I told him and he burst out laughing and I do mean he laughed until he almost cried.
“Serves him right,” he said.
“I’m still a little mind blown that you allow him to be in her room alone like that.” Some of my old midwestern accent twanged with the sentence and I tried not to cringe outwardly as much as I was inwardly.
“She’s gonna do it anyway,” he said with a shrug. “All kids do. I’d rather she does it where I can intervene on her behalf if she needs me to, you know?”
I nodded slowly after thinking about it a minute.
“How very progressive of you,” I said soberly and where I had come from it absolutely was.
He eyed me a second and said, “Isn’t it just?”
“My dad would have screamed at me for even bringing up such an idea,” I said. “Not that I would, because my dad was terrifying when he screamed and I couldn’t wait to get out from under it.”
“I never understood that,” he said. “Screaming at your kids for their natural inclinations just seems counterproductive in the long run and seems like it would make for an unhappy maladjusted teenager.”
“That’s the thing,” I said and intentionally put on my midwestern twang for the next bit. “The Bible says it’s unnatural so…”
“Ahhhh, raised by a pair of those fools, that’s right.” he said. Stuffing his hands in his pockets, rocking back and forth on his heels and nodding in understanding.
I nodded, too.
“Believe me, they were thrilled to get rid of me.”
“That’s unfortunate,” he said, pulling one hand free to hold open the garage door into the house for me to go through. He caught my eye as I went to move past him and said, “I think you’re wonderful.”
I replayed the exchange the rest of the day and when I went to bed that night it was with those words echoing in the chambers of my heart.
* * *
“What the fuck?Who the fuck are you!?” the screeching demand for answers came right on the heels of the blinding overhead light flaring to life.
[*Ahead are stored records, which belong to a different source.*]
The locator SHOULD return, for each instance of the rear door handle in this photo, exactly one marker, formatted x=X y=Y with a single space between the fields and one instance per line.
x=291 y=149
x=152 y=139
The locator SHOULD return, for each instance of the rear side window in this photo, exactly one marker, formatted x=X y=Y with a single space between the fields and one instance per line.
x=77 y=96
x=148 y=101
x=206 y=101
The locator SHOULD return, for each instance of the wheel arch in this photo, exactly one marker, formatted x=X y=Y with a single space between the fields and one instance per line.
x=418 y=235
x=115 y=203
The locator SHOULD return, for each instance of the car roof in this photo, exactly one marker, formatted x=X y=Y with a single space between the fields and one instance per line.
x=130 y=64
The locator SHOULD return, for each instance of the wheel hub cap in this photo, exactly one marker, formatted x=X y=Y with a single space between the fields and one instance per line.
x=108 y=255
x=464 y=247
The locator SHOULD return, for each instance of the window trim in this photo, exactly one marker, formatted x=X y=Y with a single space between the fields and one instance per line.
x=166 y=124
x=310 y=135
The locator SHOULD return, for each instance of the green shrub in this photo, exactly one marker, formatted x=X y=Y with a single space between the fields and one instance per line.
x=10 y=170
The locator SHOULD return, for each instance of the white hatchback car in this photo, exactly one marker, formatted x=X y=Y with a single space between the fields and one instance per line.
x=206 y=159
My sleep was shattered, and I sat up, shielding my eyes from the glare of the light just as another screamed demand for an answer hit my eardrums. “Answer me, bitch! Who the fuck are you and why are you in my bed?”
“I’m sorry,” I stammered. I was trying to untangle myself from the blankets, the young woman I didn’t know still yelling at me although the roar of blood in my ears was drowning out her words.
“Mariposa!” the thickly accented, masculine snarl put a stop to everything.
Radar stood behind what was presumably his eldest daughter in the bedroom doorway, his arms crossed and a dour look on his face.
“Who the fuck is she?” Mariposa demanded, gesturing in my direction.
Radar ignored his daughter and spoke to me gently. “Justice, come on, honey. Let me get you situated.”
“Papá!” Mariposa grated in irritation, and he stopped, his hand coming up and pointing right in her face, muscles tense and coiled in anger. I froze where I stood.
“No!” he barked, and he proceeded to rail at her in a rapid-fire Spanish that was so accented with the Cuban flavor of dialect I couldn’t even begin to follow in my dazed and still half-asleep state if I wanted to.
He finished in English, barking out, “Now I raised you better than that!”
She came back at him with more of the speedy, heavily accented Cuban as I picked up my laptop and cords stacking my drawing tablet on top.
“This is still my fucking house, girl! Don’t you forget it!” he snapped, and his countenance gentled as he turned to me.
“Come on, Justice.” He glared daggers at his daughter. “I’ll deal with you later.”
I stepped around her suitcase grimly, my nerves rattling, jangling the alarm in my skull as I flash backed to my own childhood and teenage years when my mom used to wake me up the same way in the middle of the night screaming about a chore that I’d left unfinished. The urge to clean was a strong one suddenly as panic gripped me. The two events different but smashing together nonetheless in my skull.
“Come on, no, this way,” Radar chided and took me gently by the elbow. I jumped as he steered me down the hall away from the living room and toward his room. I let him, unsure what was happening.